> On 28. Mar 2024, at 15:00, Nuno Teixeira <edua...@freebsd.org> wrote:
> 
> Hello all!
> 
> Running rack @b7b78c1c169 "Optimize HPTS..." very happy on my laptop (amd64)!
> 
> Thanks all!
Thanks for the feedback!

Best regards
Michael
> 
> Drew Gallatin <galla...@freebsd.org> escreveu (quinta, 21/03/2024 à(s) 12:58):
> The entire point is to *NOT* go through the overhead of scheduling something 
> asynchronously, but to take advantage of the fact that a user/kernel 
> transition is going to trash the cache anyway.
> 
> In the common case of a system which has less than the threshold  number of 
> connections , we access the tcp_hpts_softclock function pointer, make one 
> function call, and access hpts_that_need_softclock, and then return.  So 
> that's 2 variables and a function call.
> 
> I think it would be preferable to avoid that call, and to move the 
> declaration of tcp_hpts_softclock and hpts_that_need_softclock so that they 
> are in the same cacheline.  Then we'd be hitting just a single line in the 
> common case.  (I've made comments on the review to that effect).
> 
> Also, I wonder if the threshold could get higher by default, so that hpts is 
> never called in this context unless we're to the point where we're scheduling 
> thousands of runs of the hpts thread (and taking all those clock interrupts).
> 
> Drew
> 
> On Wed, Mar 20, 2024, at 8:17 PM, Konstantin Belousov wrote:
>> On Tue, Mar 19, 2024 at 06:19:52AM -0400, rrs wrote:
>>> Ok I have created
>>> 
>>> https://reviews.freebsd.org/D44420
>>> 
>>> 
>>> To address the issue. I also attach a short version of the patch that Nuno
>>> can try and validate
>>> 
>>> it works. Drew you may want to try this and validate the optimization does
>>> kick in since I can
>>> 
>>> only now test that it does not on my local box :)

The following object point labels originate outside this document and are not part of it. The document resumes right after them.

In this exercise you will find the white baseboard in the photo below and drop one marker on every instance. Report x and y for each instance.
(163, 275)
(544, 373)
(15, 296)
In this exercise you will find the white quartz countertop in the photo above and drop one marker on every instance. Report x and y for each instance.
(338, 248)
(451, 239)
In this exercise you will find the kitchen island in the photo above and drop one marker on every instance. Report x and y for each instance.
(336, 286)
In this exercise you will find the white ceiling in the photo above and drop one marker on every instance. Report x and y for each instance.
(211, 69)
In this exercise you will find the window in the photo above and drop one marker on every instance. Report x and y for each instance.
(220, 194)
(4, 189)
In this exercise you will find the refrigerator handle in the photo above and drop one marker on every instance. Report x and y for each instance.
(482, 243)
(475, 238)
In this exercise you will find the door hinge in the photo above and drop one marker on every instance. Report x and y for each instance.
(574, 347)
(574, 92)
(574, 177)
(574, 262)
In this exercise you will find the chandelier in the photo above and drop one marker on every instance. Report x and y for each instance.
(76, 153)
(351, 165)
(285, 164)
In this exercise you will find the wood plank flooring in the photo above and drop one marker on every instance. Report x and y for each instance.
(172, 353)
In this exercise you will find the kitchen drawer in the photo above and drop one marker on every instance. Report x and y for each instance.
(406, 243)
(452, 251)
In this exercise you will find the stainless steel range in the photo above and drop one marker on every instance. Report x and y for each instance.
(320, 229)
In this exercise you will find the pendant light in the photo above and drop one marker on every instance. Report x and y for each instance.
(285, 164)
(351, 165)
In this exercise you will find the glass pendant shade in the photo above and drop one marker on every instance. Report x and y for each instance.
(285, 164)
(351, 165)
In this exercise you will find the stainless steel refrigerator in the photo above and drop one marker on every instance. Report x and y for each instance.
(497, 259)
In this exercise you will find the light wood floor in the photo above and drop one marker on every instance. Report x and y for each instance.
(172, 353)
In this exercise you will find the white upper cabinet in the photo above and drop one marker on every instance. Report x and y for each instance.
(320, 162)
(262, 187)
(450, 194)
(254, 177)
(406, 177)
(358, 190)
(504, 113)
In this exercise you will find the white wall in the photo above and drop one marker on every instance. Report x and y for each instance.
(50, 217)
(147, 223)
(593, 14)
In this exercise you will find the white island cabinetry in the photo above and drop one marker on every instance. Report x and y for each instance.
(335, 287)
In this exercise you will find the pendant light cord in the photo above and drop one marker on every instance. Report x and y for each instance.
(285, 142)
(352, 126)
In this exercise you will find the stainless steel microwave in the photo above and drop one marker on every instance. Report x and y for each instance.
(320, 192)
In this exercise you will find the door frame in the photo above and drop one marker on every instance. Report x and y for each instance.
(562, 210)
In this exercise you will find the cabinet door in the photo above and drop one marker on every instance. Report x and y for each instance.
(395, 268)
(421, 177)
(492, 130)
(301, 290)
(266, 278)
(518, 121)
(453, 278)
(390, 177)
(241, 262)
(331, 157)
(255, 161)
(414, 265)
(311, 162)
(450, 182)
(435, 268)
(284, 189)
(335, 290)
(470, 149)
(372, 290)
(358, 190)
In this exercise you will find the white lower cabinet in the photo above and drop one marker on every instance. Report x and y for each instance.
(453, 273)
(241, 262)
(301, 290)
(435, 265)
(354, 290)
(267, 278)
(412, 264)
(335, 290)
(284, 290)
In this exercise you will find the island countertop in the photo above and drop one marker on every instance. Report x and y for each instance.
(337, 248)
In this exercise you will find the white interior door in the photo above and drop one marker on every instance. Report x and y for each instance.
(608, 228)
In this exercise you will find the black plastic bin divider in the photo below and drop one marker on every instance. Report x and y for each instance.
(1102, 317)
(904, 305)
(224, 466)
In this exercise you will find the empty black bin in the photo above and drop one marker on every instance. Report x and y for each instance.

>> The patch still causes access to all cpu's cachelines on each userret.
>> It would be much better to inc/check the threshold and only schedule the
>> call when exceeded.  Then the call can occur in some dedicated context,
>> like per-CPU thread, instead of userret.
>> 
>>> 
>>> 
>>> R
>>> 
>>> 
>>> 
>>> On 3/18/24 3:42 PM, Drew Gallatin wrote:
>>>> No.  The goal is to run on every return to userspace for every thread.
>>>> 
>>>> Drew
>>>> 
>>>> On Mon, Mar 18, 2024, at 3:41 PM, Konstantin Belousov wrote:
>>>>> On Mon, Mar 18, 2024 at 03:13:11PM -0400, Drew Gallatin wrote:
>>>>>> I got the idea from
>>>>>> https://people.mpi-sws.org/~druschel/publications/soft-timers-tocs.pdf
>>>>>> The gist is that the TCP pacing stuff needs to run frequently, and
>>>>>> rather than run it out of a clock interrupt, its more efficient to run
>>>>>> it out of a system call context at just the point where we return to
>>>>>> userspace and the cache is trashed anyway. The current implementation
>>>>>> is fine for our workload, but probably not idea for a generic system.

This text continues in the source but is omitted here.